The “intensely depressing” physical reality of the artists’ home environment, as one of the artists described it, intrudes on the mother-and-child pair in the form of an abundance of dust and sand that seems to have rained down on them. “We’re at war with sand!” Fatima told me. “They constantly try to remove it from the buildings, and from the red carpets at the airport runways, in a comical battle, because the sand is just so anti-prestige.”

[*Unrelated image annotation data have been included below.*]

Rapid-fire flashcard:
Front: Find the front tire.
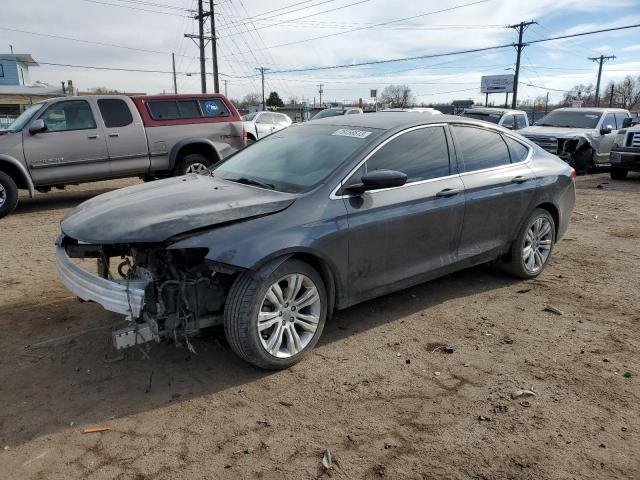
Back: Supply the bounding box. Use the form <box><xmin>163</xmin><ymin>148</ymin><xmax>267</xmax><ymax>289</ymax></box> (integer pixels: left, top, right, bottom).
<box><xmin>0</xmin><ymin>172</ymin><xmax>18</xmax><ymax>218</ymax></box>
<box><xmin>504</xmin><ymin>208</ymin><xmax>556</xmax><ymax>279</ymax></box>
<box><xmin>224</xmin><ymin>260</ymin><xmax>327</xmax><ymax>370</ymax></box>
<box><xmin>609</xmin><ymin>167</ymin><xmax>629</xmax><ymax>180</ymax></box>
<box><xmin>174</xmin><ymin>153</ymin><xmax>211</xmax><ymax>176</ymax></box>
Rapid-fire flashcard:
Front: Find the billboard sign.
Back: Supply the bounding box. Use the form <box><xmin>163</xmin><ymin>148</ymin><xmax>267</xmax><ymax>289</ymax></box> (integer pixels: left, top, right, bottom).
<box><xmin>480</xmin><ymin>75</ymin><xmax>513</xmax><ymax>93</ymax></box>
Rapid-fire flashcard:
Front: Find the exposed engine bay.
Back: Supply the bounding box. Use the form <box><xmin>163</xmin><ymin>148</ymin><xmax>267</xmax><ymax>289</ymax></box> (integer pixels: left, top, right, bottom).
<box><xmin>65</xmin><ymin>238</ymin><xmax>234</xmax><ymax>350</ymax></box>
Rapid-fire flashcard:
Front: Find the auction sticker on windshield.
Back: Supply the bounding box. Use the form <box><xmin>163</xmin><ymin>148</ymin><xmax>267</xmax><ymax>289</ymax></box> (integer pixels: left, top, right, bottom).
<box><xmin>331</xmin><ymin>128</ymin><xmax>371</xmax><ymax>138</ymax></box>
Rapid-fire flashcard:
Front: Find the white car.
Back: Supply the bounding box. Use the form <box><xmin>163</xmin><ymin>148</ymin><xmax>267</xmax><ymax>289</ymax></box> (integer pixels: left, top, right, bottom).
<box><xmin>242</xmin><ymin>112</ymin><xmax>291</xmax><ymax>142</ymax></box>
<box><xmin>461</xmin><ymin>107</ymin><xmax>529</xmax><ymax>130</ymax></box>
<box><xmin>380</xmin><ymin>107</ymin><xmax>442</xmax><ymax>115</ymax></box>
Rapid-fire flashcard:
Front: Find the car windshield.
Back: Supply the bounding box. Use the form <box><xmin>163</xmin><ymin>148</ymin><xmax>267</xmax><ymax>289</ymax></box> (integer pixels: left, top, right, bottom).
<box><xmin>9</xmin><ymin>103</ymin><xmax>42</xmax><ymax>132</ymax></box>
<box><xmin>462</xmin><ymin>111</ymin><xmax>502</xmax><ymax>124</ymax></box>
<box><xmin>534</xmin><ymin>110</ymin><xmax>602</xmax><ymax>128</ymax></box>
<box><xmin>212</xmin><ymin>123</ymin><xmax>382</xmax><ymax>193</ymax></box>
<box><xmin>312</xmin><ymin>108</ymin><xmax>345</xmax><ymax>120</ymax></box>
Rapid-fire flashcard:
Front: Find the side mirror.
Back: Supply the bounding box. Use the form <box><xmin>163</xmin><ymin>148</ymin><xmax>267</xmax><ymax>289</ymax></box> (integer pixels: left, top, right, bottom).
<box><xmin>29</xmin><ymin>118</ymin><xmax>47</xmax><ymax>135</ymax></box>
<box><xmin>345</xmin><ymin>170</ymin><xmax>407</xmax><ymax>194</ymax></box>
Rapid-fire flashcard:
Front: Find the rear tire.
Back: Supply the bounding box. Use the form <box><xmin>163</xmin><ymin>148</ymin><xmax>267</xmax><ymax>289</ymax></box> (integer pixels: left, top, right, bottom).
<box><xmin>0</xmin><ymin>172</ymin><xmax>18</xmax><ymax>218</ymax></box>
<box><xmin>609</xmin><ymin>167</ymin><xmax>629</xmax><ymax>180</ymax></box>
<box><xmin>503</xmin><ymin>208</ymin><xmax>556</xmax><ymax>279</ymax></box>
<box><xmin>224</xmin><ymin>260</ymin><xmax>327</xmax><ymax>370</ymax></box>
<box><xmin>174</xmin><ymin>153</ymin><xmax>211</xmax><ymax>176</ymax></box>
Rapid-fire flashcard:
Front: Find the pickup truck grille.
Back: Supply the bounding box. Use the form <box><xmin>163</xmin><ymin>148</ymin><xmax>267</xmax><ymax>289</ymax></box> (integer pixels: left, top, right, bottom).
<box><xmin>525</xmin><ymin>135</ymin><xmax>558</xmax><ymax>155</ymax></box>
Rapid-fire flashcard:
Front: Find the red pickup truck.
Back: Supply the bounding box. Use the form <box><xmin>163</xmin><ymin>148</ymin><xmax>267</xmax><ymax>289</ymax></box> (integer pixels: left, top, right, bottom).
<box><xmin>0</xmin><ymin>94</ymin><xmax>245</xmax><ymax>218</ymax></box>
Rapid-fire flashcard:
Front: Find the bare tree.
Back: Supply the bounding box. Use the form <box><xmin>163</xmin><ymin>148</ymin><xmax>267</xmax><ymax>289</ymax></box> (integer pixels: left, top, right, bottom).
<box><xmin>380</xmin><ymin>85</ymin><xmax>415</xmax><ymax>108</ymax></box>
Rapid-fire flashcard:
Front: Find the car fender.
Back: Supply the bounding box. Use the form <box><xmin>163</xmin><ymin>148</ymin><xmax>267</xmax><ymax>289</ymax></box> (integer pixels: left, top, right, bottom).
<box><xmin>169</xmin><ymin>138</ymin><xmax>224</xmax><ymax>170</ymax></box>
<box><xmin>0</xmin><ymin>154</ymin><xmax>35</xmax><ymax>198</ymax></box>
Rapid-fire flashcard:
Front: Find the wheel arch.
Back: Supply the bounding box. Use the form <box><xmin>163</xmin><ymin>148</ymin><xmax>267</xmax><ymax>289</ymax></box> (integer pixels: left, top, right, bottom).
<box><xmin>251</xmin><ymin>250</ymin><xmax>342</xmax><ymax>320</ymax></box>
<box><xmin>169</xmin><ymin>138</ymin><xmax>222</xmax><ymax>170</ymax></box>
<box><xmin>0</xmin><ymin>155</ymin><xmax>35</xmax><ymax>197</ymax></box>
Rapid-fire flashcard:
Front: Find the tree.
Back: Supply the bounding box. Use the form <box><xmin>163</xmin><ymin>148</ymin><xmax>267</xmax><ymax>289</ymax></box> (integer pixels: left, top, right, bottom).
<box><xmin>239</xmin><ymin>93</ymin><xmax>262</xmax><ymax>108</ymax></box>
<box><xmin>266</xmin><ymin>92</ymin><xmax>284</xmax><ymax>107</ymax></box>
<box><xmin>380</xmin><ymin>85</ymin><xmax>415</xmax><ymax>108</ymax></box>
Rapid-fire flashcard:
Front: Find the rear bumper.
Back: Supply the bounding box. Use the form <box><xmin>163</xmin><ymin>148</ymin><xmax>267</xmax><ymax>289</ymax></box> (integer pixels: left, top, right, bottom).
<box><xmin>56</xmin><ymin>245</ymin><xmax>149</xmax><ymax>320</ymax></box>
<box><xmin>609</xmin><ymin>151</ymin><xmax>640</xmax><ymax>170</ymax></box>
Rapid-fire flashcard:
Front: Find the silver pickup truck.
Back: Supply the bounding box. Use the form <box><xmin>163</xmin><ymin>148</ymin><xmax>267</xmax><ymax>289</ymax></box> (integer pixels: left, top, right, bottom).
<box><xmin>0</xmin><ymin>94</ymin><xmax>245</xmax><ymax>218</ymax></box>
<box><xmin>518</xmin><ymin>108</ymin><xmax>631</xmax><ymax>173</ymax></box>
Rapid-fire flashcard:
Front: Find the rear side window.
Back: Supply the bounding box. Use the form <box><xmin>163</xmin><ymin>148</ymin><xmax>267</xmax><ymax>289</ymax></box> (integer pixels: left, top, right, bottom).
<box><xmin>98</xmin><ymin>98</ymin><xmax>133</xmax><ymax>128</ymax></box>
<box><xmin>452</xmin><ymin>125</ymin><xmax>511</xmax><ymax>172</ymax></box>
<box><xmin>503</xmin><ymin>137</ymin><xmax>529</xmax><ymax>163</ymax></box>
<box><xmin>178</xmin><ymin>100</ymin><xmax>200</xmax><ymax>118</ymax></box>
<box><xmin>200</xmin><ymin>98</ymin><xmax>229</xmax><ymax>117</ymax></box>
<box><xmin>147</xmin><ymin>100</ymin><xmax>180</xmax><ymax>120</ymax></box>
<box><xmin>362</xmin><ymin>127</ymin><xmax>449</xmax><ymax>182</ymax></box>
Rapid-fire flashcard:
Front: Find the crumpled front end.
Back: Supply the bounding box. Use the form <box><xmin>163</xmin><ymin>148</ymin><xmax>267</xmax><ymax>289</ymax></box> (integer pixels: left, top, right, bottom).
<box><xmin>56</xmin><ymin>235</ymin><xmax>237</xmax><ymax>349</ymax></box>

A tiny racing-style track, deep red with white lane markings, surrounds the pair. That motif recalls public walking tracks that have sprung up in the desert, say the artists, to encourage people to walk for their health in an increasingly sedentary car culture. But that cheerful, civic-minded gesture here becomes a kind of prison, as the tight red-and-white circle seems to bind the pair to their places.

GCC, Gestures IV (2016). Courtesy Mitchell-Innes & Nash.

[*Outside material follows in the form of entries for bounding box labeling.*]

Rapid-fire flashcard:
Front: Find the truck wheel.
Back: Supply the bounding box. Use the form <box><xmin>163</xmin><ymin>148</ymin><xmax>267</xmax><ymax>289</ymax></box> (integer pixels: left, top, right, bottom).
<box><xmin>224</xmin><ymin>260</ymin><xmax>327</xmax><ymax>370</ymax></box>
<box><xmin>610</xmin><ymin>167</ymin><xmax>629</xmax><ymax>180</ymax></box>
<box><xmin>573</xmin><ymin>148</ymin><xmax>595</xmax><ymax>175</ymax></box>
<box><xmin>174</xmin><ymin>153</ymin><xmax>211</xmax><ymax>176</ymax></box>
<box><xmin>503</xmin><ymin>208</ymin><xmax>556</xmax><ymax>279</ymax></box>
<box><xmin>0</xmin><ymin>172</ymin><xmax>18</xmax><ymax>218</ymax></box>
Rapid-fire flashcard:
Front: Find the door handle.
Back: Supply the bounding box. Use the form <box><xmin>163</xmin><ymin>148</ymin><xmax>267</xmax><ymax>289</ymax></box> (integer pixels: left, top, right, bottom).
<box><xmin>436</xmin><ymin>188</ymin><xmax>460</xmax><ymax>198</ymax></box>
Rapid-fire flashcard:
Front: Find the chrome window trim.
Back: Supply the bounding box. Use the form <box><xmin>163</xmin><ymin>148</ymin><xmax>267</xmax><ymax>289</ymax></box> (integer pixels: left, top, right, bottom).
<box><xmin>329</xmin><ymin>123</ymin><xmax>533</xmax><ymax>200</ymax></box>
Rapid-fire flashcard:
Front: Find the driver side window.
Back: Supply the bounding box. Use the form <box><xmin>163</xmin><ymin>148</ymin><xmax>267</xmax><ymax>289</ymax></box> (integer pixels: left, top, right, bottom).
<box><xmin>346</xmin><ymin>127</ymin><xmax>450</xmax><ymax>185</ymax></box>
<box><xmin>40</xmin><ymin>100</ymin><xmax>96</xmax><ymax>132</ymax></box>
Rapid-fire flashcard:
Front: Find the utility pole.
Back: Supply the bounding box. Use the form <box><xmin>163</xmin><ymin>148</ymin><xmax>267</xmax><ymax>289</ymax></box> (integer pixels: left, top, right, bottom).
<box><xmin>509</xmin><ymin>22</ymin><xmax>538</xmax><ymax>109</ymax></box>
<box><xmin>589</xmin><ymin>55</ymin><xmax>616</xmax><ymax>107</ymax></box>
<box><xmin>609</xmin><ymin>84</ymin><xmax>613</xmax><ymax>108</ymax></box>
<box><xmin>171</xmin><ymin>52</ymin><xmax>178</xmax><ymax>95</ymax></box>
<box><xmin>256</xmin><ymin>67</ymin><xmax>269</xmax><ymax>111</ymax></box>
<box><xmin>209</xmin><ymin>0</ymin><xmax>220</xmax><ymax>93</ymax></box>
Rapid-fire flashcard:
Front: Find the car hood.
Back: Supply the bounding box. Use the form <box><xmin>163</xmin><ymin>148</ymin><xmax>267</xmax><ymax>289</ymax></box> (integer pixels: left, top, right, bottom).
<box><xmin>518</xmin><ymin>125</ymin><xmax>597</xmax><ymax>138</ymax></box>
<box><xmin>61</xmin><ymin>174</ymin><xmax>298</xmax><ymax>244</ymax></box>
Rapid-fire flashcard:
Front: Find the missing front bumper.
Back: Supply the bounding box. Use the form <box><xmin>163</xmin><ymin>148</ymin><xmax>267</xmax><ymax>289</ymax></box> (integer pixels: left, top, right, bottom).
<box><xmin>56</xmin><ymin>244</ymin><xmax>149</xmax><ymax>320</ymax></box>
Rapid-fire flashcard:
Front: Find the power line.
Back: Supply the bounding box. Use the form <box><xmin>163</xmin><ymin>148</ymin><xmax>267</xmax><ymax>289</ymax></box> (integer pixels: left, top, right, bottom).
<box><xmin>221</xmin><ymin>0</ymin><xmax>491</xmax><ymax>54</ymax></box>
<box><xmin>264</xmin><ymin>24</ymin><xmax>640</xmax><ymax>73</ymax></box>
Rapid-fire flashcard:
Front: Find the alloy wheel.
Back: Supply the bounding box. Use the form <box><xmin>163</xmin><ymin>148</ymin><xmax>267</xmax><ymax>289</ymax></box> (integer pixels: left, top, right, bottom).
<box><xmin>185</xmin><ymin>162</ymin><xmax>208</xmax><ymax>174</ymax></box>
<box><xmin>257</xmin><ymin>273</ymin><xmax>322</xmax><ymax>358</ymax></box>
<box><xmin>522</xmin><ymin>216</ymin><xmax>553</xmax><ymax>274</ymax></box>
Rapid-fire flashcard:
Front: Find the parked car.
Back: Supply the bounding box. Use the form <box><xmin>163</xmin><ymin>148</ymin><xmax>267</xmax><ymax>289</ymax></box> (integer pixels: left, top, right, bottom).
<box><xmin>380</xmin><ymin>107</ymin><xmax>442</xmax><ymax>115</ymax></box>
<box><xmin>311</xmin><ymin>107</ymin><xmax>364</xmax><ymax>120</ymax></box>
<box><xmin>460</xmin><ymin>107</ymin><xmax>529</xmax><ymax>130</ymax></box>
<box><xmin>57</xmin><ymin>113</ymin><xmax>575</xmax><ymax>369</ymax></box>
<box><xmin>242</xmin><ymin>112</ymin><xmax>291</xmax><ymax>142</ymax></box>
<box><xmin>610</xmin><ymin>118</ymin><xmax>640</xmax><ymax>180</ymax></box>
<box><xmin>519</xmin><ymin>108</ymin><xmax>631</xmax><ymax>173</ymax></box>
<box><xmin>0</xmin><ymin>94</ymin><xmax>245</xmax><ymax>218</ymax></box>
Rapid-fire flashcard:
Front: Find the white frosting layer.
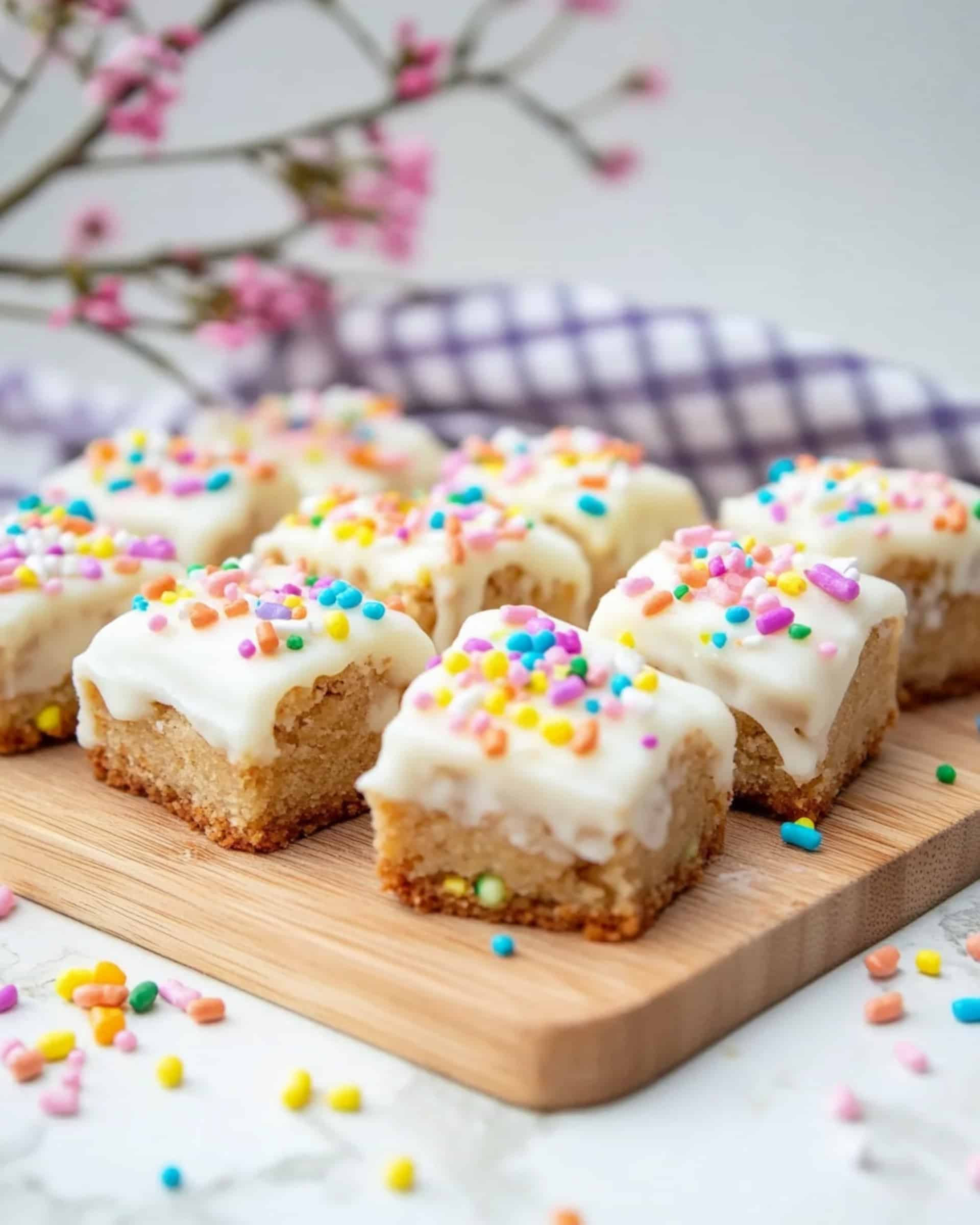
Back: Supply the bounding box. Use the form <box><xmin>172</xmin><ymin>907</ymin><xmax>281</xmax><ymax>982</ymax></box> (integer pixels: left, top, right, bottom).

A group of wall-hung relief sculptures, coated in burgundy velveteen, reproduces images of various kinds of healers that the group found online, often in social media posts advertising their services. In one, a man lays hands on the head of a client; in another, a group of robed participants looks skyward in a pose that’s said to induce feelings of well-being.

It’s not lost on the artists that the uncanny clash between old and new, autocratic and democratic, is taking place nearby to the horrific civil war in Syria and the resulting global refugee crisis. There’s a reason that even the cheery imagery of healing in this show is the color of blood.

GCC’s “Positive Pathways (+)” is on view at Mitchell-Innes & Nash through November 23.